Although numerous algorithms can be used to group data into clusters, the literature has not been able to find any one technique that generally dominates over the rest (Arabie et al., 1996; Boone & Roehm, 2002; Hartmann et al., 2019; Wedel & Kamakura, 2000). For example, Vriens et al. (1996) compared nine segmentation methods from conjoint metrics using a Monte Carlo study and found that the differences in predictive accuracy were small. That is, each method has its own strengths and limitations (Dayan et al., 2021), and depending on the information that a database contains, one technique might perform better than another.

Comparative analysis between K-means and XGBoost

This study tests two algorithms, K-Means and XGBoost, that may take different conceptual approaches but are both of major relevance to market research as segmentation tools. Their performance has already been widely proven in other disciplines, such as in the development of tools to detect anomalous behaviour in unknown or potential security attacks (Henriques et al., 2020), and the results obtained suggest that both K-Means and XGBoost are among the highest performing methods due to their versatile structures (Ibrahim & Abdulazeez, 2021; Liu et al., 2021). However, given the methodological diversity of the two algorithms used in this study and the commercial goal pursued by clustering, the two groups are expected to be different, with relatively little correlation between them.

However, as Hartmann et al. (2019) point out, there is no such thing as a free lunch, in the sense that each algorithm has its own characteristics and, therefore, the choice will depend on the particularities of the dataset and the specific needs of each problem.

Thus, the following research question is proposed:

RQ1. Which of the two algorithms, supervised or unsupervised, will achieve the best groupings of consumers captured through leads to achieve the commercial objectives?

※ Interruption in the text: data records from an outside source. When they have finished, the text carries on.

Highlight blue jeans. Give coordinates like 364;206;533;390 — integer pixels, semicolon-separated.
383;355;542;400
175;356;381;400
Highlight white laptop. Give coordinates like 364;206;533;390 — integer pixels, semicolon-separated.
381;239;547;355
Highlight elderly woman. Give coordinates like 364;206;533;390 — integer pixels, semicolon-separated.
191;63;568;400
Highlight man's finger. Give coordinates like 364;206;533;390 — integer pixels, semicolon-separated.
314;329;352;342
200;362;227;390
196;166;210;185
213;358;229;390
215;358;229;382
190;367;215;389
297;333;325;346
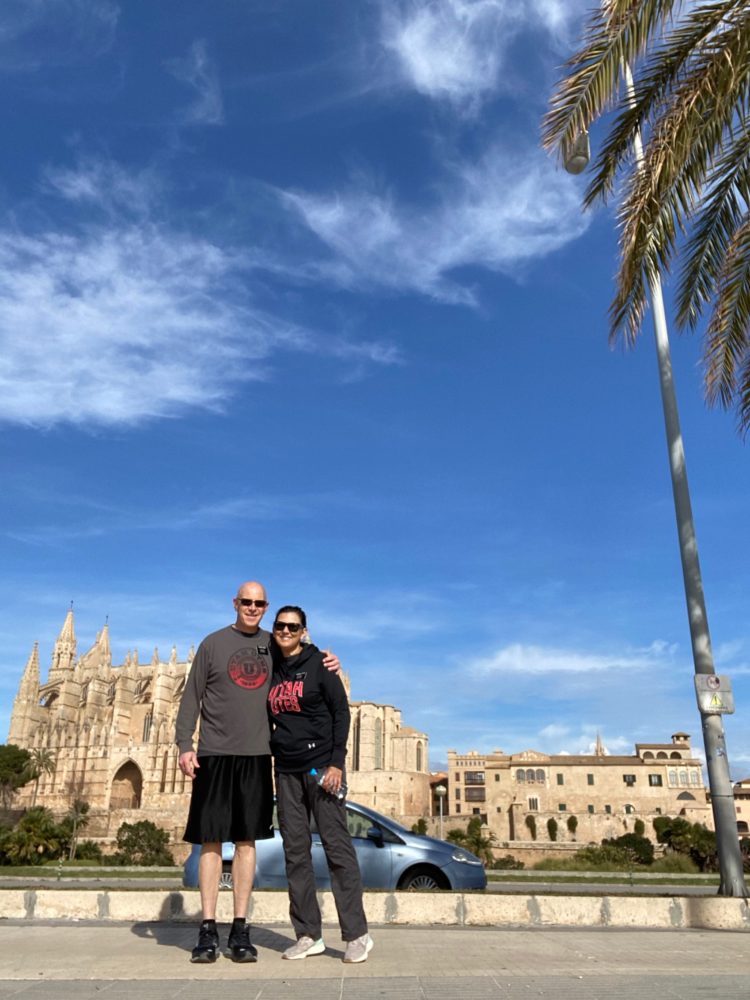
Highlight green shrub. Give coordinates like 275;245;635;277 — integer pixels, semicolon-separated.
112;819;174;866
651;854;699;875
76;840;104;864
602;833;654;865
492;854;525;871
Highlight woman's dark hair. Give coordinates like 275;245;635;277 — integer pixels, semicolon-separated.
274;604;307;628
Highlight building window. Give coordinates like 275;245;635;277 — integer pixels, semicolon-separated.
465;788;485;802
464;771;484;785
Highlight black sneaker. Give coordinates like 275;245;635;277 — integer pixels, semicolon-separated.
190;924;219;963
227;924;258;962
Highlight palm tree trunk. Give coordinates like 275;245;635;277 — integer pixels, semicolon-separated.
623;58;748;896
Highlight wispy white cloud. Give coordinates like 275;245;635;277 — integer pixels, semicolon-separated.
381;0;583;113
167;40;224;125
0;0;120;73
0;163;399;426
469;642;672;677
282;145;589;304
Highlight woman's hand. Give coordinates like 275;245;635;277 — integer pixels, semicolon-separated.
322;649;341;674
321;764;344;795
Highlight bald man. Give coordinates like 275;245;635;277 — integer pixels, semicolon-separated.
176;580;339;962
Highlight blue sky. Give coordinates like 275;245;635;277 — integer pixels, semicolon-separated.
0;0;750;778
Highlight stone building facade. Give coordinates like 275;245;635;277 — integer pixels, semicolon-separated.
445;733;713;855
8;609;430;843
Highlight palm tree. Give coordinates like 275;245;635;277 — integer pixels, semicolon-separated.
545;0;750;896
28;747;57;809
543;0;750;434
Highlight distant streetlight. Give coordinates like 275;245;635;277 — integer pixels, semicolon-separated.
435;785;448;840
563;63;748;896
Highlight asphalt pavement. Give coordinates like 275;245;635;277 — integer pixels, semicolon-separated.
0;921;750;1000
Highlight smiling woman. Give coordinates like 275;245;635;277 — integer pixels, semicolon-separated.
268;605;372;963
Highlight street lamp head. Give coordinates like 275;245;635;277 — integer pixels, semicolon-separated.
563;129;591;174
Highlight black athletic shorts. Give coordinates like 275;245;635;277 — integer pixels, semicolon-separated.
183;754;273;844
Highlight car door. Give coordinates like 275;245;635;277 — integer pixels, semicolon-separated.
346;803;394;889
312;803;393;889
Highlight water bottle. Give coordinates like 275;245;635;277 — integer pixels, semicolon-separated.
310;767;347;801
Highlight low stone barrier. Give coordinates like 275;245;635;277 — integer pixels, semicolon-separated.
0;888;750;932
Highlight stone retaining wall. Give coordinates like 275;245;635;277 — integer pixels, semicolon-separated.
0;889;750;932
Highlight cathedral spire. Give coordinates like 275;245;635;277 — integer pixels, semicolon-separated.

Unsupervised and non-hierarchical machine learning techniques: the K-means algorithm

The K-means algorithm is the most popular unsupervised, non-hierarchical clustering machine learning technique for dividing a dataset into k clusters (or groups) of similar cases. It was proposed by MacQueen (1967) and has been widely used in many different applications, such as comparative studies (Boone & Roehm, 2002), due to its simplicity and efficiency (Kuo et al., 2002). However, it requires the number of clusters to be specified a priori, which may lead to suboptimal results if the data have complex shapes or if outliers are present.

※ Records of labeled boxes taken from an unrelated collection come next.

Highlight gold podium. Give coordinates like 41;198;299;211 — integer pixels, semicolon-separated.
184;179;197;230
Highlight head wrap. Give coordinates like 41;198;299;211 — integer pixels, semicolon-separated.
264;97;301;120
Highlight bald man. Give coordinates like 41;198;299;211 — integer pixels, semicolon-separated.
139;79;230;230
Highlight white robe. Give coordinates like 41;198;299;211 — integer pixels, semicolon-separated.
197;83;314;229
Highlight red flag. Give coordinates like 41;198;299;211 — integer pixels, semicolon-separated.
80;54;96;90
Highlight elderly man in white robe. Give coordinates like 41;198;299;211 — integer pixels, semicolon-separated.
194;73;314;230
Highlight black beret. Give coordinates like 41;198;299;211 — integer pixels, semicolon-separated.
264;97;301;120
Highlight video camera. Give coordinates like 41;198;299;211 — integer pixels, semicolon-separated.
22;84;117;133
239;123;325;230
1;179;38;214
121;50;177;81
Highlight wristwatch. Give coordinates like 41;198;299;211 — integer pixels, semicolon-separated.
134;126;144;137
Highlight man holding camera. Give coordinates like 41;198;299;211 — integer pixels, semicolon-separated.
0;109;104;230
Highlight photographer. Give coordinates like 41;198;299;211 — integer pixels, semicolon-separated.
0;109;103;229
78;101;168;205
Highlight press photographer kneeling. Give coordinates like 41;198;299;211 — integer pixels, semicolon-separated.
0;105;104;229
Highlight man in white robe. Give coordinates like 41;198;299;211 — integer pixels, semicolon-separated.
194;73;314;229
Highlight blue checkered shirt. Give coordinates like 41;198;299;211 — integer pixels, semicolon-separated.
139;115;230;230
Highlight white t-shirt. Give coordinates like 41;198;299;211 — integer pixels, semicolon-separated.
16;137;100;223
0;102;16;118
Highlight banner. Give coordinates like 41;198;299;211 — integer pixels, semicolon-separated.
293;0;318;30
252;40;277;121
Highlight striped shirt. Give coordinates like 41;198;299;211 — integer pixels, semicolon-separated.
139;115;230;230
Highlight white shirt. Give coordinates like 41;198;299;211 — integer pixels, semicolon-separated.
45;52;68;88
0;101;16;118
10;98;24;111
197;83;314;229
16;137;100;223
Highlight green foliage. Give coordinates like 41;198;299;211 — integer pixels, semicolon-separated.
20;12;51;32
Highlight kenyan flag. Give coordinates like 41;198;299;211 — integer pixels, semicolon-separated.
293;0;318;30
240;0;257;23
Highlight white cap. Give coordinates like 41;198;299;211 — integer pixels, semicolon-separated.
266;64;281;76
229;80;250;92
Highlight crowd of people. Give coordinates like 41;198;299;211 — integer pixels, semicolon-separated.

It is an iterative algorithm, represented by the function J, which aims to minimize in each iteration the within-cluster variance, or the quadratic error function for all points and for each cluster (see Eq. 1).

$$J={\sum }_{m}^{i=1}{\sum }_{K}^{k=1}{w}_{ik}\text{|}{x}_{i}-{\mu }_{k}{\text{|}}^{2}$$

where \({w}_{ik}\) equals 1 if point \({x}_{i}\) belongs to cluster k, and 0 in any other case and \({\mu }_{k}\) is the centroid for cluster k. The K-means algorithm works by randomly assigning k initial centroids, and then assigning each data point to the nearest cluster based on its Euclidean distance. In a second iteration, the centroids are recalculated as the mean of the data points assigned to the cluster, and the data points are re-assigned. This process is repeated until the centroids no longer change or until a certain number of iterations is reached (Lloyd, 1982). The value of k can be determined using the elbow method (Syakur et al., 2018).

The K-means algorithm is fast and easy to implement as it does not require a model training phase, and it is assumed that the clusters are in the shape of a circle, which can be a drawback as it may not work well for clusters of other shapes. However, as noted above, there are no conclusively dominant techniques in this field as the performance of the algorithm varies depending on the database to be clustered (Arabie et al., 1996; Boone & Roehm, 2002; Wedel & Kamakura, 2000).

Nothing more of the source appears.